Is it possible to create a typeguard, or something else that accomplishes the same purpose, to check if a variable is a specific interface type in a typescript union?
interface Foo { a:string }
interface Bar { b:string }
(function() {
function doStuff(thing: Foo | Bar) {
if(typeof thing === 'Foo') {
console.log('Foo');
}
else if (typeof thing === 'Bar') {
console.log('Bar');
}
else {
console.log('unknown');
}
}
var thing: Foo = {a:'a'};
doStuff(thing);
})();
typeof
doesn't do this. It always return "string", "number", "boolean", "object", "function", or "undefined".

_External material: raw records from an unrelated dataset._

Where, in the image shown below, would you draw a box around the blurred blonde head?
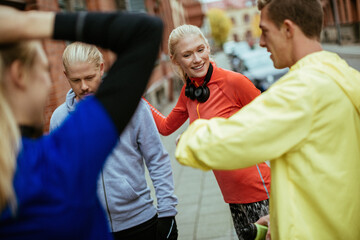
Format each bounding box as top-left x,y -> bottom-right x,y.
0,42 -> 38,211
62,42 -> 104,73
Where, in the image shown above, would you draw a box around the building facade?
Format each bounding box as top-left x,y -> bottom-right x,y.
322,0 -> 360,44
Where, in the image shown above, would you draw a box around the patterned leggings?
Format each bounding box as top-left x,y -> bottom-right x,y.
229,199 -> 269,240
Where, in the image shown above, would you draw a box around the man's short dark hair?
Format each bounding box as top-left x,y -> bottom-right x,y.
258,0 -> 323,40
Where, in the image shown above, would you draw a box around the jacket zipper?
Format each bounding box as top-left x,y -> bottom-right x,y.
101,170 -> 114,232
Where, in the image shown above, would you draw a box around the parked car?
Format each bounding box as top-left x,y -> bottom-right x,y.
233,48 -> 289,92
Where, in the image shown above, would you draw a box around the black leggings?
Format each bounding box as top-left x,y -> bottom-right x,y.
113,215 -> 157,240
229,199 -> 269,240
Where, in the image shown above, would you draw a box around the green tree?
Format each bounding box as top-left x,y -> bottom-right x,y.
207,8 -> 232,47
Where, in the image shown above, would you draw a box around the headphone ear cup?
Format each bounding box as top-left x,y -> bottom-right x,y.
185,84 -> 196,100
195,86 -> 210,103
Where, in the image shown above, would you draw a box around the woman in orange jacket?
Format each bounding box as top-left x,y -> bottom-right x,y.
143,25 -> 270,239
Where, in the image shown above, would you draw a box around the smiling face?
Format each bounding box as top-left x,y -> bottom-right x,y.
260,6 -> 292,68
64,62 -> 104,100
171,34 -> 210,78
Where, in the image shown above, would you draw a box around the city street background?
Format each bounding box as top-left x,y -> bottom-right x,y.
147,44 -> 360,240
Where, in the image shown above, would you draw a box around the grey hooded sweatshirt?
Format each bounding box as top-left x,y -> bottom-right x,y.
50,89 -> 178,232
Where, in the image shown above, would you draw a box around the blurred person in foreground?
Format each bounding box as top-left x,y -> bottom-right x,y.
0,6 -> 162,240
175,0 -> 360,239
50,42 -> 178,240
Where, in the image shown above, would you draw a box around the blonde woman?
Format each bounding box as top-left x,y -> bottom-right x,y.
0,7 -> 162,240
143,25 -> 270,239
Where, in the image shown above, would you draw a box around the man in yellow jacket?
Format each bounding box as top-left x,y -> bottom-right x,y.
175,0 -> 360,240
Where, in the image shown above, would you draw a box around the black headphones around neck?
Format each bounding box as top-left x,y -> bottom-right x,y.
185,63 -> 213,103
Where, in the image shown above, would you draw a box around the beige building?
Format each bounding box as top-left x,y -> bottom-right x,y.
226,6 -> 260,44
204,0 -> 260,44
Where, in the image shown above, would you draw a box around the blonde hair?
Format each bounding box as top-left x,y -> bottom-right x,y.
0,42 -> 37,213
168,24 -> 210,83
62,42 -> 104,72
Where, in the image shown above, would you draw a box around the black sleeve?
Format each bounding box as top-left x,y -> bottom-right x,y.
53,12 -> 163,133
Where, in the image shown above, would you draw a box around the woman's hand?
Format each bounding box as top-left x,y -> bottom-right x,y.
256,215 -> 271,240
0,5 -> 55,44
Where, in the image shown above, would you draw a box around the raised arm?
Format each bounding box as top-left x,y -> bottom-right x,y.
144,87 -> 189,136
0,6 -> 162,133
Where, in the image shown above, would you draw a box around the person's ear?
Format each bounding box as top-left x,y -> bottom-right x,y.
100,63 -> 105,77
9,60 -> 27,90
281,19 -> 295,38
170,55 -> 179,65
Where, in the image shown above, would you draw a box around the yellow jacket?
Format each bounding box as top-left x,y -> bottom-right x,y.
175,51 -> 360,240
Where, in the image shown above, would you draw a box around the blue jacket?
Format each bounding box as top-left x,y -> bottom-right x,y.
50,90 -> 177,232
0,97 -> 118,240
0,12 -> 163,240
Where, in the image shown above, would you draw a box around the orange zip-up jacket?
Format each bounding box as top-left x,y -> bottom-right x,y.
143,63 -> 270,204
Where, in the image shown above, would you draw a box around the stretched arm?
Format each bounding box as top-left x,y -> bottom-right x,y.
175,75 -> 313,170
144,86 -> 189,136
138,101 -> 177,217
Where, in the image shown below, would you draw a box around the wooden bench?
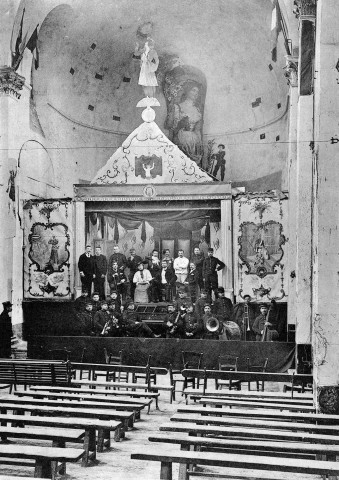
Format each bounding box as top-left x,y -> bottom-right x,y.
131,451 -> 339,480
0,402 -> 134,438
0,414 -> 122,466
178,405 -> 339,425
181,368 -> 313,397
0,359 -> 71,390
12,391 -> 145,419
71,380 -> 174,410
198,397 -> 315,413
170,410 -> 338,435
184,388 -> 314,405
0,444 -> 85,480
30,385 -> 160,412
159,421 -> 339,445
148,434 -> 339,461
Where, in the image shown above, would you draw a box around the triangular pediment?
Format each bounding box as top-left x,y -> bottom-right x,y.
91,109 -> 213,185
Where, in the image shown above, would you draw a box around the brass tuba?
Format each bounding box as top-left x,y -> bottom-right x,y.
206,317 -> 220,333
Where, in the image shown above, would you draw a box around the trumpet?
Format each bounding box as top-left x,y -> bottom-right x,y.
206,317 -> 220,333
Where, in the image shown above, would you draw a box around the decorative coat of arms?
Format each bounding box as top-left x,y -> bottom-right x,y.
135,155 -> 162,180
238,220 -> 285,278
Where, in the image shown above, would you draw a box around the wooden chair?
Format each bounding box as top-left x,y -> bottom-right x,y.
132,355 -> 157,385
215,355 -> 241,390
246,358 -> 268,392
171,351 -> 204,399
93,348 -> 128,382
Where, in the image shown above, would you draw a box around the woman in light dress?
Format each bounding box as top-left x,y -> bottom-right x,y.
173,83 -> 202,162
134,37 -> 159,98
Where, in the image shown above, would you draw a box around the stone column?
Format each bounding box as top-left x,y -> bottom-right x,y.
73,202 -> 86,298
295,0 -> 316,345
0,66 -> 25,308
220,198 -> 234,301
312,0 -> 339,414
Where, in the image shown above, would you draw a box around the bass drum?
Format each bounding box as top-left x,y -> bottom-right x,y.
223,321 -> 241,340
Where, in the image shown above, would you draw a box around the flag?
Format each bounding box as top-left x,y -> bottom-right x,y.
26,24 -> 39,70
271,0 -> 281,62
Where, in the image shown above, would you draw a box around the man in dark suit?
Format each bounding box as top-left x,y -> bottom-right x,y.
127,248 -> 142,298
78,245 -> 95,296
202,248 -> 225,298
0,301 -> 13,358
94,247 -> 107,300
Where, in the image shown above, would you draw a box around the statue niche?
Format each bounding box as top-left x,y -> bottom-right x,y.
159,55 -> 206,165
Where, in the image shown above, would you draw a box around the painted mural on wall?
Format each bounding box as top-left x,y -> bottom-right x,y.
23,200 -> 72,299
159,55 -> 206,165
234,193 -> 288,301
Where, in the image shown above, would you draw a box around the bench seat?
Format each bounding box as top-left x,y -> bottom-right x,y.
0,414 -> 122,466
148,434 -> 339,456
171,413 -> 338,435
198,397 -> 315,413
131,451 -> 339,480
30,385 -> 160,408
159,421 -> 339,445
0,444 -> 85,480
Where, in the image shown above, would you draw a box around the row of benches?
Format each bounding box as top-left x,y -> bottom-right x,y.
0,360 -> 159,479
131,391 -> 339,480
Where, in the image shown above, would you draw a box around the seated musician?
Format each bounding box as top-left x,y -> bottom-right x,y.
108,290 -> 121,312
178,302 -> 203,339
160,260 -> 177,302
175,287 -> 187,312
201,303 -> 223,340
107,303 -> 124,337
194,289 -> 209,318
92,292 -> 101,315
252,301 -> 278,342
164,303 -> 180,338
73,300 -> 95,336
184,262 -> 199,303
108,262 -> 127,300
122,302 -> 161,338
93,300 -> 111,336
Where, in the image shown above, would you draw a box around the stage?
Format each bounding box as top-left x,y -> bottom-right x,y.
27,336 -> 296,372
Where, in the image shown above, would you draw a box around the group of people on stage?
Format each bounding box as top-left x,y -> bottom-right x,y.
73,287 -> 278,341
78,245 -> 225,303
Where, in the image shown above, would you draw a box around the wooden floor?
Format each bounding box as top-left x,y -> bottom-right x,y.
0,377 -> 321,480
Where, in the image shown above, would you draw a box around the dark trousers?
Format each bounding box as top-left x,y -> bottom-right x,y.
213,163 -> 225,182
94,276 -> 106,300
80,274 -> 93,297
127,322 -> 154,338
161,283 -> 175,302
150,280 -> 162,302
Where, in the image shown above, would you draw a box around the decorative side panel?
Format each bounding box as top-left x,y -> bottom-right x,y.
233,193 -> 288,302
24,200 -> 73,300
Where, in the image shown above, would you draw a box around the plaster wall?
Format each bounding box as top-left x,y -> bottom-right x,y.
313,0 -> 339,387
11,0 -> 288,196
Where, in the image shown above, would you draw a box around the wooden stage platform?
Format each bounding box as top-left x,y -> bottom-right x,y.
27,335 -> 296,372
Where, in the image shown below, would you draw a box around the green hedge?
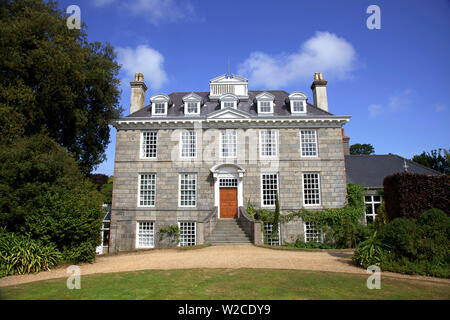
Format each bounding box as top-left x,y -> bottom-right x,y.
383,172 -> 450,220
0,232 -> 61,277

You can test for object properties with a test like if(thing.a !== undefined) {
or if(thing.hasOwnProperty('a')) {
.
Note that you could make an object that had both a string a
and a string b
, so be aware of that possibility.
Since Typescript 1.6 you can use user-defined type guards:
let isFoo = (object: Foo| Bar): object is Foo => {
return "a" in object;
}
See https://www.typescriptlang.org/docs/handbook/advanced-types.html#user-defined-type-guards and https://github.com/microsoft/TypeScript/issues/10485
In TypeScript 2 you can use Discriminated Unions like this:
interface Foo {
kind: "foo";
a:string;
}
interface Bar {
kind: "bar";
b:string;
}
type FooBar = Foo | Bar;
let thing: FooBar;
and then test object using if (thing.kind === "foo")
.
If you only have 2 fields like in the example I would probably go with combined interface as @ryan-cavanaugh mentioned and make both properties optional:
interface FooBar {
a?: string;
b?: string
}
Note that in original example testing the object using if (thing.a !== undefined)
produces error Property 'a' does not exist on type 'Foo | Bar'.
And testing it using if (thing.hasOwnProperty('a'))
doesn't narrow type to Foo
inside the if
statement.
@ryan-cavanaugh is there a better way in TypesScript 2.0 or 2.1?